- Rosyjska Prokuratura Generalna złożyła wniosek o fonogram i stenogram rozmowy telefonicznej. Informacje na jej temat wymagają oceny rosyjskich organów śledczych. Prokuratura skierowała także do Polski wniosek o pomoc prawną - stwierdził rzecznik rosyjskiej prokuratury Andriej Iwanow.
Chodzi o rozmowę telefoniczną, jaką 10 kwietnia odbyli Lech i Jarosław Kaczyńscy.

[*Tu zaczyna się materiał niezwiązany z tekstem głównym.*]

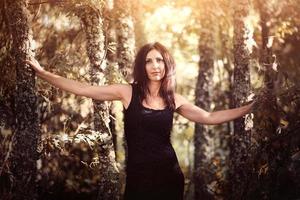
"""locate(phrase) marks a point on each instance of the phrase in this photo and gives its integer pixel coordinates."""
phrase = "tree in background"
(239, 155)
(125, 37)
(93, 25)
(203, 98)
(26, 135)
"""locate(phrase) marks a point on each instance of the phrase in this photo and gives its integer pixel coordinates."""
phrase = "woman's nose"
(155, 64)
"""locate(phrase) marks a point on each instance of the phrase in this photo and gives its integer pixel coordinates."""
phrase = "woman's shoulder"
(179, 100)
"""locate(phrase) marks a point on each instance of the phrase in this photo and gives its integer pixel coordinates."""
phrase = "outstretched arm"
(109, 92)
(196, 114)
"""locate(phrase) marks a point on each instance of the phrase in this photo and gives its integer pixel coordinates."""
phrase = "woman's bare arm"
(110, 92)
(196, 114)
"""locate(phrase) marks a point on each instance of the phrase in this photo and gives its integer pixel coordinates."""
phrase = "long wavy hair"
(167, 88)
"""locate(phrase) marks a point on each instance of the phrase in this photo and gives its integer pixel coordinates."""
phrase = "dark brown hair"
(140, 77)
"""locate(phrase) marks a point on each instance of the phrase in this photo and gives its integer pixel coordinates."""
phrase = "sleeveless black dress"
(152, 168)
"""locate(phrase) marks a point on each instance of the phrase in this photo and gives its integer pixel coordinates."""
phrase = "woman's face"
(155, 66)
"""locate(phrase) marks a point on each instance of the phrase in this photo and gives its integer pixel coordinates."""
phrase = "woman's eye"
(159, 60)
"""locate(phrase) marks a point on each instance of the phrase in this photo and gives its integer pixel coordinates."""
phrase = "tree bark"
(139, 29)
(125, 37)
(93, 26)
(24, 154)
(203, 100)
(239, 167)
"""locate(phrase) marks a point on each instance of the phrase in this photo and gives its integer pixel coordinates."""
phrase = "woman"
(152, 169)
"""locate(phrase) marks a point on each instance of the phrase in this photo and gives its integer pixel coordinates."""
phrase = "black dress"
(152, 168)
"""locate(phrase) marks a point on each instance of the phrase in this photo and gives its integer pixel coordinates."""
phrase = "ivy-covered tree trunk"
(93, 26)
(139, 30)
(240, 144)
(203, 100)
(267, 115)
(125, 37)
(112, 66)
(25, 140)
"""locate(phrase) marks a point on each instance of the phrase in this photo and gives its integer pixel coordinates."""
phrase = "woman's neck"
(154, 87)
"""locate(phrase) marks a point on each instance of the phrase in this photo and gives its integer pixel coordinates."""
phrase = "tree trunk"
(125, 37)
(139, 30)
(24, 154)
(239, 166)
(203, 100)
(93, 25)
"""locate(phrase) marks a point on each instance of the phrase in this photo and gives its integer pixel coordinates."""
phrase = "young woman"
(152, 169)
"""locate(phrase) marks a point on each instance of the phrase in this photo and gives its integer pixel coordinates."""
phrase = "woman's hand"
(35, 65)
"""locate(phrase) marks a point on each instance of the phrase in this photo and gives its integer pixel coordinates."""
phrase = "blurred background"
(215, 44)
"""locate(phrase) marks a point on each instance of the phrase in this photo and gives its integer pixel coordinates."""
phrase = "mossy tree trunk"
(240, 144)
(203, 100)
(26, 136)
(93, 27)
(125, 37)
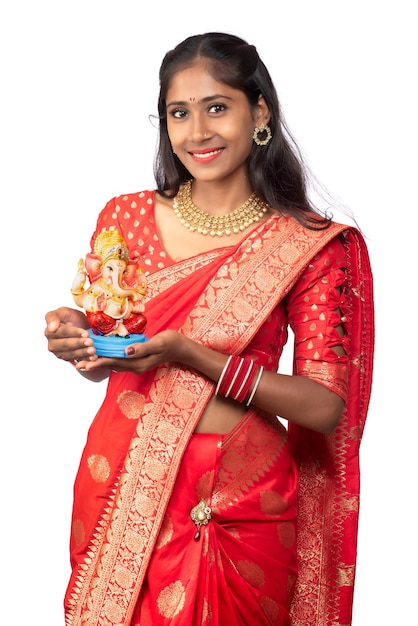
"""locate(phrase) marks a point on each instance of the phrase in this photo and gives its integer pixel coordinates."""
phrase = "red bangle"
(237, 378)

Prezydent Polski przebywał wtedy na pokładzie samolotu Tu-154, który leciał do Smoleńska, gdzie rozbił się w katastrofie.
Według agencji TASS, rosyjska prokuratura poinformowała, że powodem złożenia wniosku są "rozpowszechnione w mediach w Polsce nowe informacje". Chodzi m.in. o wywiad byłego sędziego Wojciecha Łączewskiego dla "Gazety Wyborczej.
W rozmowie Łączewski stwierdził, że "posiada ogromną wiedzę o tym, co wyczyniało CBA za czasów Mariusza Kamińskiego, zna też zapis ostatniej rozmowy braci Kaczyńskich".
Polska wnioskuje o areszt trzech kontrolerów
We wrześniu 2020 roku Prokuratura Krajowa poinformowała, że wystąpiła z wnioskiem o tymczasowe aresztowanie trzech kontrolerów, którzy 10 kwietnia 2010 r. pełnili służbę na lotnisku w Smoleńsku.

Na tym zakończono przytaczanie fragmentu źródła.